Le choix exigeant des orgas a attiré 50 % d’un public étranger connaisseur (des fans de Post Punk, de Wave et d’EBM, des freaks venus d’Allemagne, Angleterre, France, Portugal…), un public à la fois underground et branché, composé de jeunes et moins jeunes, avec autant de femmes que d’hommes et faisant la part belle aux communautés LGBT.

En discutant avec les gens je me suis vite rendu compte que la majorité n’était aucunement motivée par la nostalgie, mais davantage par la beauté fantasque et futuriste des sons Post-Punk, EBM, Cold Synth Wave et Dark Techno.

Cher lecteur, jette un coup d’œil à l’affiche et tu comprendras que nous ne sommes pas ici dans un festival pour cinquantenaires beaufs nostalgiques du genre du W de Belgique ou un rassemblement de clowns tristes et de déguisements ridicules façon Wave Gotic Treffen de Leipzig ou le mauvais goût vestimentaire et musical se conjugue l’un avec l’autre sans vaciller année après année.

Non pas de ça ici, les gens derrière cet Ombra festival s’adressent à un public qui achète encore des disques, et qui bénéficie d’une culture musicale transversale, mélomane et profondément esthète. Le mot tombe juste, oui nous sommes bien dans un festival pour esthètes organisé par des esthètes.

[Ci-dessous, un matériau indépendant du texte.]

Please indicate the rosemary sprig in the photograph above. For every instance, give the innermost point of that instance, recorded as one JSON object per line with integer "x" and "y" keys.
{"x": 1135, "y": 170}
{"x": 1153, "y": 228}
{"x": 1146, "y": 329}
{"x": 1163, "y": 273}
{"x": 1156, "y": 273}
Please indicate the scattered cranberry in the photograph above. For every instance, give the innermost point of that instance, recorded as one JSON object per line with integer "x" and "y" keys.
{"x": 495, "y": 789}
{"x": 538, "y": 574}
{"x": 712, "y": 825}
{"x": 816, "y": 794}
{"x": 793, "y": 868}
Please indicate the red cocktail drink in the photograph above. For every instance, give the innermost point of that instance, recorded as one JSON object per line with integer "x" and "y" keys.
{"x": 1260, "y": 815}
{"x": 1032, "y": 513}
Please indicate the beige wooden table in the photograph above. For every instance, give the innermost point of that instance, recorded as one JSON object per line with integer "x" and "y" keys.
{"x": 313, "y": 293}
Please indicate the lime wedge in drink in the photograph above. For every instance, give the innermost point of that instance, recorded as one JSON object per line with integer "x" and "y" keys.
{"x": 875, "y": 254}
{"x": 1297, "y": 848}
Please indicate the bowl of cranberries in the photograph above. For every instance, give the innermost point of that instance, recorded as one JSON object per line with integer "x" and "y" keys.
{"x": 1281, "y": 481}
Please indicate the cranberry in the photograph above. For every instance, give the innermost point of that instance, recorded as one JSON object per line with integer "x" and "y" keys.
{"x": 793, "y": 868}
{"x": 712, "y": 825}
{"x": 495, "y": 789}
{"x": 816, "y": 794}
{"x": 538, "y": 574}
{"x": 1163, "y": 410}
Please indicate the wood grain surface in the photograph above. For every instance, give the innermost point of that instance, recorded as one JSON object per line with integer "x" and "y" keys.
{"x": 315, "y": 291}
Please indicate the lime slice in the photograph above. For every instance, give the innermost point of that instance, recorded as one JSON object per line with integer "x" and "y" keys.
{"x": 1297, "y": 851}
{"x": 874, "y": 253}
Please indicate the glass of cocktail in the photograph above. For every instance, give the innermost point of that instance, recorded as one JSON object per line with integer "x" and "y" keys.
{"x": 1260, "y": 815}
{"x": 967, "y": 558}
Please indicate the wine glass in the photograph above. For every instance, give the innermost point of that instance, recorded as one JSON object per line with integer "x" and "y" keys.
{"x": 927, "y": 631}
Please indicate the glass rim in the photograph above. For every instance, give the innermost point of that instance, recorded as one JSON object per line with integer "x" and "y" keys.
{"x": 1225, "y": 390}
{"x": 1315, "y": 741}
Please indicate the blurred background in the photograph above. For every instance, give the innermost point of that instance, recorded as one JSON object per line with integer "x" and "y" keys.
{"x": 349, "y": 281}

L’initiateur de ces deux jours n’est autre que Nico Cabañas, patron du label Oràculo Records qui propose des pièces vinyliques de toute beauté depuis quelques années depuis sa base arrière en Catalogne.

D.A.F.

Le Syndicat Électronique

Imperial Black Unit

Dive

Kris Baha

Years Of Denial

Credit 00

Manie Sans Délire

Philip Strobel

The Brutalist

Ron Morelli

Marsman

Trisomie 21

Psyche

Undertheskin

Miliken Chamber

The Present Moment

Die Selektion
Sydney Valette

Pankow

SM Forma

We Are Not Brothers

Univac

Die-6

Ober Dada

Sergio Valor

Pendant 2 jours et deux nuits, du 29 au 30 novembre, trois spots ont reçu avec  savoir-faire et respect un public de 2500 personnes dans un enchaînement de lieux extraordinaires qui me fait penser aux multi-espaces des Nuits Sonores : Utopia 126, un immense entrepôt industriel du siècle dernier toujours dans son jus, suivi d’un des clubs les plus réputés d’Europe, le Razzmatazz et d’un autre club à taille plus humaine, le Wolf. Autant je reste dubitatif sur le Wolf (ex-Psicodromo) qui n’a ni le cachet ni le son des deux autres salles, autant en ce qui concerne l’Utopia 126 nous sommes restés subjugués par ce lieu magique comme peuvent l’être les anciennes usines Fagor de Lyon pour les Nuits Sonores ou la Manufacture- Cité du Design de Saint Etienne. Des lieux à l’architecture industrielle unique qui respirent et qui vous donnent l’occasion pendant une soirée de déambuler et de vous perdre dans leurs dédales agrémentés de projections, de lumières et d’installations d’Art moderne tout à fait adaptées à ce genre de festival. J’ai vraiment adoré les divers murs de télévisions cathodiques installés dans les différentes salles qui nous amènent sur les deux scènes principales, les artistes ont eu l’intelligence de balancer des vidéos différentes dans chaque TV ce qui m’a fait penser aux installations scéniques de Cabaret Voltaire, Psychic Tv, Ministry ou Consolidated dans les années 80.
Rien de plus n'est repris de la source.